In the tradition of rock legends rehashing their best moves on mid-career studio albums – the Rolling Stones’ “Some Girls” in 1978 or U2’s aptly named “All That You Can’t Leave Behind” in 2000 – “Collapse Into Now” is an echo of past glories. If nothing else it reminds us that R.E.M. is fully aware of what it did best and when.

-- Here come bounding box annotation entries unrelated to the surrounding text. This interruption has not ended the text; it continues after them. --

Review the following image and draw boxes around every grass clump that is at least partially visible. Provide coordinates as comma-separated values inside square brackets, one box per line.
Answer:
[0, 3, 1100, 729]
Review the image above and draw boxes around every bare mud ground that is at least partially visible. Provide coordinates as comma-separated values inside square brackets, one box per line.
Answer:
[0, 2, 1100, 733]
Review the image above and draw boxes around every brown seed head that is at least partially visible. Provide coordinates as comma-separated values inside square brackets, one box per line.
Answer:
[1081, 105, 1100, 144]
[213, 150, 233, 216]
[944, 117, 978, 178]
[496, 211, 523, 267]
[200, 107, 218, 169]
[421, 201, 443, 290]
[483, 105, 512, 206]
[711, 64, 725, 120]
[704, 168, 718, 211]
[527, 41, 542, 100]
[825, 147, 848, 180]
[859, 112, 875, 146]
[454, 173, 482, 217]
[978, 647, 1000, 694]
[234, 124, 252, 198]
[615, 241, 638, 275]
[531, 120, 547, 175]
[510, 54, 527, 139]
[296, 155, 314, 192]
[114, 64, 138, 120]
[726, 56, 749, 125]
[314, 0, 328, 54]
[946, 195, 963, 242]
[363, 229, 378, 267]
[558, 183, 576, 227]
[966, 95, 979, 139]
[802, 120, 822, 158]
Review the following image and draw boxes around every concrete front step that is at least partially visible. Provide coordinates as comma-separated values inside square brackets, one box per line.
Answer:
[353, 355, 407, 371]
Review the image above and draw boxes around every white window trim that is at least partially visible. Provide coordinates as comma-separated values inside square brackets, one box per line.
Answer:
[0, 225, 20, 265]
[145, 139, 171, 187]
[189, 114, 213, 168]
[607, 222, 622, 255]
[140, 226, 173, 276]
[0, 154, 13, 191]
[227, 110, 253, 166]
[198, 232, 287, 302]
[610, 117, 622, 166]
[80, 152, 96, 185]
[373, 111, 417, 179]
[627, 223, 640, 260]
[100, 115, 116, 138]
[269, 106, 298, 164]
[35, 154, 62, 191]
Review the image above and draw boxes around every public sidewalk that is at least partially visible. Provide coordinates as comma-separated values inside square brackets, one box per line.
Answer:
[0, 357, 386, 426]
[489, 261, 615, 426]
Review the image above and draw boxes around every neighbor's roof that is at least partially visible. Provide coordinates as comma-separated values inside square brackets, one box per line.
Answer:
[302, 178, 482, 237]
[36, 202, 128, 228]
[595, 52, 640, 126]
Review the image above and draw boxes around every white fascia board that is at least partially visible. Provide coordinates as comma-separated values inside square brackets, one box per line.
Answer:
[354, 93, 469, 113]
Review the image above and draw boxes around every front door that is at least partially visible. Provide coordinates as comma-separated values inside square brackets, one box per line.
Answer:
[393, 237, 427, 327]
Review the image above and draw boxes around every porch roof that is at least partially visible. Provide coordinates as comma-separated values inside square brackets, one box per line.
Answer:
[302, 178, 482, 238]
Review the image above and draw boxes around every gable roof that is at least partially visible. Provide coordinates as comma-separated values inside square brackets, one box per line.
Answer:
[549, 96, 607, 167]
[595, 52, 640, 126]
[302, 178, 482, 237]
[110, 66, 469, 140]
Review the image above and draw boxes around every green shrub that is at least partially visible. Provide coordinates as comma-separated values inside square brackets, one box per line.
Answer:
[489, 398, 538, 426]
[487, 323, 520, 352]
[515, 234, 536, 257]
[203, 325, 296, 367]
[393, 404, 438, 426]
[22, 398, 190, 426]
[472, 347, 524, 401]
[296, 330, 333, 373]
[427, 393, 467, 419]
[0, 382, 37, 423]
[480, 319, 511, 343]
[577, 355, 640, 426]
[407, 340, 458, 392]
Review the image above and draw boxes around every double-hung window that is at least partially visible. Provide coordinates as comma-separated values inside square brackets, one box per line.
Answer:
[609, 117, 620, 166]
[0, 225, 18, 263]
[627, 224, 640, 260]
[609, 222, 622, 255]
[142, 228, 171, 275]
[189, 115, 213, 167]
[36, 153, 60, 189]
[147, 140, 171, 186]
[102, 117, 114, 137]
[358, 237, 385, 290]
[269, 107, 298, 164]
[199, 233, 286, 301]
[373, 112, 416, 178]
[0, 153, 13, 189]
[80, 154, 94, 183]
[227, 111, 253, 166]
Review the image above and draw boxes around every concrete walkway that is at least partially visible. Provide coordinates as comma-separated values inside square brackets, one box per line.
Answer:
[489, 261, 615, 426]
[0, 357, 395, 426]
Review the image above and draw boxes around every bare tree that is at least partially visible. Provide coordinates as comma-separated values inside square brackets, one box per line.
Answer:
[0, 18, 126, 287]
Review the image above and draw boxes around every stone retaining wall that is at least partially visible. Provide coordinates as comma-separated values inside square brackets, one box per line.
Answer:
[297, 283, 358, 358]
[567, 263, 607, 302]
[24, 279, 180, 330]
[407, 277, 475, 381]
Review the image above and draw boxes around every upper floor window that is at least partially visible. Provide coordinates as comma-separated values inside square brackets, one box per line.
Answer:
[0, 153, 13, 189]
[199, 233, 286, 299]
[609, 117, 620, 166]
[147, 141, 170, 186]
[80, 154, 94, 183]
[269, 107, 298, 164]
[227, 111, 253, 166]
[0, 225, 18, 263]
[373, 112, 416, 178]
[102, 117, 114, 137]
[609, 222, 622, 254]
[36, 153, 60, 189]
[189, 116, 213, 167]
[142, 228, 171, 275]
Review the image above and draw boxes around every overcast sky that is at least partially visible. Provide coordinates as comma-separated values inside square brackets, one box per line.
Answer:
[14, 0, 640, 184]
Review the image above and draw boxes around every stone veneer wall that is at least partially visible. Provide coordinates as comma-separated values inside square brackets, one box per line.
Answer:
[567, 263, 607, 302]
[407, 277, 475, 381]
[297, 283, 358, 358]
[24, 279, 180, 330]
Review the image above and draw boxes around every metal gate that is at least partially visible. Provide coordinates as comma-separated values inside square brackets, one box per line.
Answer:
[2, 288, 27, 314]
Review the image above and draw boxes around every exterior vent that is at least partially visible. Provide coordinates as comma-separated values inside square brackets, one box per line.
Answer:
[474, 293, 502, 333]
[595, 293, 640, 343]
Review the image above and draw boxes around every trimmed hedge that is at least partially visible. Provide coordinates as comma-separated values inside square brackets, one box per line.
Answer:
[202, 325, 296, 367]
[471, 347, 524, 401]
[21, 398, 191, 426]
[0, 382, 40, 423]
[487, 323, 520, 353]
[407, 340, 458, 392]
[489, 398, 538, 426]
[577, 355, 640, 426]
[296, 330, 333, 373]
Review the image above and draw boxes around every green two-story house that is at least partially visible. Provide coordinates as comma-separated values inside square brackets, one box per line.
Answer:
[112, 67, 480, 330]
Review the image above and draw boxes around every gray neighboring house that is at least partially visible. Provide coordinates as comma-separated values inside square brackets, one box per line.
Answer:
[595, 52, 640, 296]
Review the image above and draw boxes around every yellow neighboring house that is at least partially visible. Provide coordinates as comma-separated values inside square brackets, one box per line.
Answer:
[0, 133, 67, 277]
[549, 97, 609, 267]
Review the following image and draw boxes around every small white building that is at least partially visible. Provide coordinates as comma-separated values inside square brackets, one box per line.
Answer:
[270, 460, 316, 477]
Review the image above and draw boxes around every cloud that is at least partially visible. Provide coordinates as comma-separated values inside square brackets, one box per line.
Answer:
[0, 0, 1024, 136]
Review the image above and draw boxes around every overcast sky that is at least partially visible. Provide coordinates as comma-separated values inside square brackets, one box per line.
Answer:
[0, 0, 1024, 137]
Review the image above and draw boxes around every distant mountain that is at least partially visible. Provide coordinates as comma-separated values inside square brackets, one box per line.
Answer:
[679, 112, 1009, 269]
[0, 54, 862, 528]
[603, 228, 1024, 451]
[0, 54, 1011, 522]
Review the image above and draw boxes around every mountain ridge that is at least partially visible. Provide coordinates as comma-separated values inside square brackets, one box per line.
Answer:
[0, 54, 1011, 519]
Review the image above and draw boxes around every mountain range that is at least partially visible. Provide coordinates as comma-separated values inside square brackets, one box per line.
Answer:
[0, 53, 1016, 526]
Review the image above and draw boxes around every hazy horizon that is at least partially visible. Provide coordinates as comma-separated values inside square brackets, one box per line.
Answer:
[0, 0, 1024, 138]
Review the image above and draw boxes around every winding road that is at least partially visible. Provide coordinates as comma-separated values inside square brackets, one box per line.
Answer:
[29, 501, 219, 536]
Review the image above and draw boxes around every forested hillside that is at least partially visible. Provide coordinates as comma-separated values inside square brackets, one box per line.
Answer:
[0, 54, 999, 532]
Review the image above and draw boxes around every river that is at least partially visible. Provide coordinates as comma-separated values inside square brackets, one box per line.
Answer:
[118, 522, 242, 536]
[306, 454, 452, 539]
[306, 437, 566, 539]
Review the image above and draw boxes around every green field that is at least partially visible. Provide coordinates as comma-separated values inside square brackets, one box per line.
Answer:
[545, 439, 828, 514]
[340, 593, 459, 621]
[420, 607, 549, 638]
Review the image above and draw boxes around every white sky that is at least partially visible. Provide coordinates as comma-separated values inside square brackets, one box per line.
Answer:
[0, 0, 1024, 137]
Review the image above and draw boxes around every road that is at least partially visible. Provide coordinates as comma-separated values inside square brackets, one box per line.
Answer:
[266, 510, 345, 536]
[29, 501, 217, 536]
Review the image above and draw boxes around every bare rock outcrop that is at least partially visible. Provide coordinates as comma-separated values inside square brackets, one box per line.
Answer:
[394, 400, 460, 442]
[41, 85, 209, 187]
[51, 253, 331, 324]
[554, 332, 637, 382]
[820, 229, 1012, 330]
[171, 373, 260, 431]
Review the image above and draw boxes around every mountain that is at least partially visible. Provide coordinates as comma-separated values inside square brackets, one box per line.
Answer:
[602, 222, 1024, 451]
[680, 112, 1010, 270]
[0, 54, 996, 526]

Those glory years are now nearly two decades past – “Automatic for the People” in 1992 was their last indisputably great album (though I’d make a case for the 1996 “New Adventures in Hi Fi”).
The band re-energized itself in 2008 with the lean, pithy, hard-rocking “Accelerate.” It ended a string of snoozy, ballad-heavy Michael Stipe-dominated albums by amping up Peter Buck’s guitar and Mike Mills’ essential backing vocals.
“Collapse Into Now” takes a similarly democratic approach and expands on it, juggling rockers with textured acoustic pieces. Buck’s guitar blasts open the album with promising bravado on “Discoverer” and “All the Best” and Stipe swaggers: “Let’s show the kids how to do it fine.” Mills, always the band’s not-so-secret weapon, adds a big dollop of melody and texture; he brings majesty to even the slower, weaker songs (“It Happened Today,” “Every Day is Yours to Win”) with his wordless harmonies.
A few guests are on hand to dress things up, but they’re used in predictable ways: Peaches brings attitude to the punch-drunk silliness of "Alligator Aviator Autopilot Antimatter"; Patti Smith plays shaman-like muse to Stipe on the eerie soundscape “Blue” (which demands to be listened to once, then never again); Eddie Vedder adds mournful gravitas to “It Happened Today.”
Similarly, riffs and melodies that remind us of past, better R.E.M. songs abound: the acoustic melancholy of “Drive” resurfaces on “Uberlin,” the chanting rock moves of “It’s the End of the World as We Know It (and I Feel Fine)” resurface on “Alligator Aviator Autopilot Antimatter” and “Walk It Back” retraces the power-ballad A-B-C’s of “Everybody Hurts.”
It’s all done earnestly. In “Oh My Heart,” Stipe comes home to “a city half-erased” but emerges with hope: “The storm didn’t kill me/The government changed.” On “Blue,” he exults, “This is my time and I am thrilled to be alive.” But if there’s to be a vital future for R.E.M., the band can’t continue recycling its past.